Many plants have incomplete monitoring on compressed air systems, and are spending $20,000 each for semi-annual audits. The system leak rates increase over time, and to compensate, the system operator may increase the line pressure. High line pressures and leaks waste energy.
The Hollingsworth and Vose paper mill in Ayre, Mass., wanted to detect inefficiency with more frequent inspections but avoid costly system inspections. It sought an approach that would qualify for reimbursement from its local utility, National Grid.
“Proposals for traditional wired networking were too expensive and also fell outside the eligibility range for reimbursement from National Grid,” says Gary Ambrosino, CEO, Sensicast (www.sensicast.com). A SensiNet system was deployed to monitor the compressed air system in the plant.
Wireless capability made the system cost-effective and easy to install in the crowded paper mill. It was configured to monitor key operating variables including temperature, line pressure, airflow and energy use of the compressor. SensiNet software displays the data, and the graphical user interface and data display make it easy to spot trends.
A complete system profile is measured every minute and small changes in system performance became immediately visible. This enables facilities personnel to take corrective action immediately to restore the system to full efficiency and avoid increased costs do to unnecessary air compressor activity.

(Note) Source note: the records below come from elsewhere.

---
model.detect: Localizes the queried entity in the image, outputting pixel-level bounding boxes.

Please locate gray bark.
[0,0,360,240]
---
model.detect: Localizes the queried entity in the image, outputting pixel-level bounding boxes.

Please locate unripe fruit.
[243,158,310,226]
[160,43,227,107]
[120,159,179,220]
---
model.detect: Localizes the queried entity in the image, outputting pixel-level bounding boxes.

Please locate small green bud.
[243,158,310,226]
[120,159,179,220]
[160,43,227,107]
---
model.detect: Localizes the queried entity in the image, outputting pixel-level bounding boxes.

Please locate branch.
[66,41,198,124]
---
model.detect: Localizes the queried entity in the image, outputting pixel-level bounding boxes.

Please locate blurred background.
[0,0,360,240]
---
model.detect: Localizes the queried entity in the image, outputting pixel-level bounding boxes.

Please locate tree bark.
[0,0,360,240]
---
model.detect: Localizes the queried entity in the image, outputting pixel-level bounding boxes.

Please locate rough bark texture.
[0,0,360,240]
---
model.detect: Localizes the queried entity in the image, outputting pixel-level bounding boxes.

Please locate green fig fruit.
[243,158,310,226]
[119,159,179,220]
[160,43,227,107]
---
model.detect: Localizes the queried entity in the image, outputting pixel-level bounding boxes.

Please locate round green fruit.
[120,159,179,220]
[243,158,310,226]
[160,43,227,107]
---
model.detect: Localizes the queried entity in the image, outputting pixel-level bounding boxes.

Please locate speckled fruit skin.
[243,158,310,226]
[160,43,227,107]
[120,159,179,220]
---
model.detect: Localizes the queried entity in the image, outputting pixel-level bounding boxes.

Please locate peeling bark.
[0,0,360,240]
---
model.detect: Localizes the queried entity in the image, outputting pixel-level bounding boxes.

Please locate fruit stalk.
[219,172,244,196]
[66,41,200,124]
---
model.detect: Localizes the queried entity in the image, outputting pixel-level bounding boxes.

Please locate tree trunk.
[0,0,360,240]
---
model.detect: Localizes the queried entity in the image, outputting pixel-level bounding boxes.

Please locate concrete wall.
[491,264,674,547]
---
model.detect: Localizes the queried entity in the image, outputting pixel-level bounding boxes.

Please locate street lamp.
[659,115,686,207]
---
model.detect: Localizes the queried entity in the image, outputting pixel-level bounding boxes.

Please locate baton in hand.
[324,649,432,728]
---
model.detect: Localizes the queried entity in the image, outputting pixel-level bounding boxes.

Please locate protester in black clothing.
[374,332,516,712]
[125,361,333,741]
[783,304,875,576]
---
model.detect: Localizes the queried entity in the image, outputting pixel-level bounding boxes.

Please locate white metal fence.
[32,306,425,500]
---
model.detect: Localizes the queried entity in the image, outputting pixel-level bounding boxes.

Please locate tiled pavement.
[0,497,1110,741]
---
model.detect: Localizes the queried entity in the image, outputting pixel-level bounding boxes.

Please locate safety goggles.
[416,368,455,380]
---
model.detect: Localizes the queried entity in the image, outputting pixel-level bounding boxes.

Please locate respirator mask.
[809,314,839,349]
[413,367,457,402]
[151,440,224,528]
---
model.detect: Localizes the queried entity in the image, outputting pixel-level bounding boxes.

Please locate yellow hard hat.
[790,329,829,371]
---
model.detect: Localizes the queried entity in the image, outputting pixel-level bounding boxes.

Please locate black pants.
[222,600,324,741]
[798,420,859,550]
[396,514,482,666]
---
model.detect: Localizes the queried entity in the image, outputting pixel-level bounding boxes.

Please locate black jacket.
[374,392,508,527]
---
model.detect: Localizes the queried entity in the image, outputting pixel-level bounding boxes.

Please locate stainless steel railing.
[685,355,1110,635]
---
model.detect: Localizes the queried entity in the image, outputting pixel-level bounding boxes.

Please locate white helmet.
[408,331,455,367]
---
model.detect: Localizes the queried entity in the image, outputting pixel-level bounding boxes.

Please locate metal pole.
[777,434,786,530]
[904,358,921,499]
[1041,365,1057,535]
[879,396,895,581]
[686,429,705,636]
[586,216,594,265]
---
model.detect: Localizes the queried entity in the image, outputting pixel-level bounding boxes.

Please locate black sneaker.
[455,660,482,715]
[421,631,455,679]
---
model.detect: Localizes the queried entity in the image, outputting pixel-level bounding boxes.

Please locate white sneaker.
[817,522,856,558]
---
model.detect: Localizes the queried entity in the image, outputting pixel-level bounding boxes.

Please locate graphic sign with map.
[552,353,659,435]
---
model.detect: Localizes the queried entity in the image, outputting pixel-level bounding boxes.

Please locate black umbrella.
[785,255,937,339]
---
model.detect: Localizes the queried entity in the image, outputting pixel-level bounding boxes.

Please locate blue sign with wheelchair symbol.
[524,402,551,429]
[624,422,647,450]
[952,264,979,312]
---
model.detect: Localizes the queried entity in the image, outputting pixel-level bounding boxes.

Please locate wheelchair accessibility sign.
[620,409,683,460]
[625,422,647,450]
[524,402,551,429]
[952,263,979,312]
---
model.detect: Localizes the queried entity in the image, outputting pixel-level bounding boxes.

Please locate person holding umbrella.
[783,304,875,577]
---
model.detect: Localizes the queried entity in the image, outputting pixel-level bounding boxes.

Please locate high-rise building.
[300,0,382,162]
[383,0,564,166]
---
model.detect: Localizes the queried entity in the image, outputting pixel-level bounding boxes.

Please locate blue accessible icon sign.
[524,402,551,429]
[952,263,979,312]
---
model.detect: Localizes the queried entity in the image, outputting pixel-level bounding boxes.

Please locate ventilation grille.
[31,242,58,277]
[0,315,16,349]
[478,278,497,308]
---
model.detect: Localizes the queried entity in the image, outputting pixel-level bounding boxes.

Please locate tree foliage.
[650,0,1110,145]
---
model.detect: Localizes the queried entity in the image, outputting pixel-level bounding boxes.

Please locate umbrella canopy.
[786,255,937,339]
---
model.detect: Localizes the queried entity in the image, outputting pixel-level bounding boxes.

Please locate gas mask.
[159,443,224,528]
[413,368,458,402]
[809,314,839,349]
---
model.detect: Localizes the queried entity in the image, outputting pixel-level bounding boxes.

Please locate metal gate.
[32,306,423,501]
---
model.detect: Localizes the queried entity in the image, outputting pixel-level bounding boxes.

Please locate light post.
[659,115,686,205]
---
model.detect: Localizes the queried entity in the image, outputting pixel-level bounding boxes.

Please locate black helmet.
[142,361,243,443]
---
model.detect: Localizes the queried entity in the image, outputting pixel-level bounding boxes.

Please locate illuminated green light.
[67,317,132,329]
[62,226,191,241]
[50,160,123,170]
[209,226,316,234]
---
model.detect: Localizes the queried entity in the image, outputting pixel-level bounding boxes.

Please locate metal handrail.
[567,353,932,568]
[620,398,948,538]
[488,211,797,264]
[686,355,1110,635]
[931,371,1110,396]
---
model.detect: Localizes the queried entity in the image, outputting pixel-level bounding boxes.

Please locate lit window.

Results include a 50% efficiency gain on the system, which reduced annual operating costs by $26,000 for a five year projected savings of $130,000. With a system cost of $10,500, payback is five months, and five-year ROI is 1,300%.
“Wireless capability made the system very cost effective,” Ambrosino says, “$10,500 to deploy SensiNet compared to a projected cost of $75,000 for a wired system.” This cost-effectiveness qualified the system for the subsidy, and National Grid reimbursed Hollingsworth and Vose for the full price.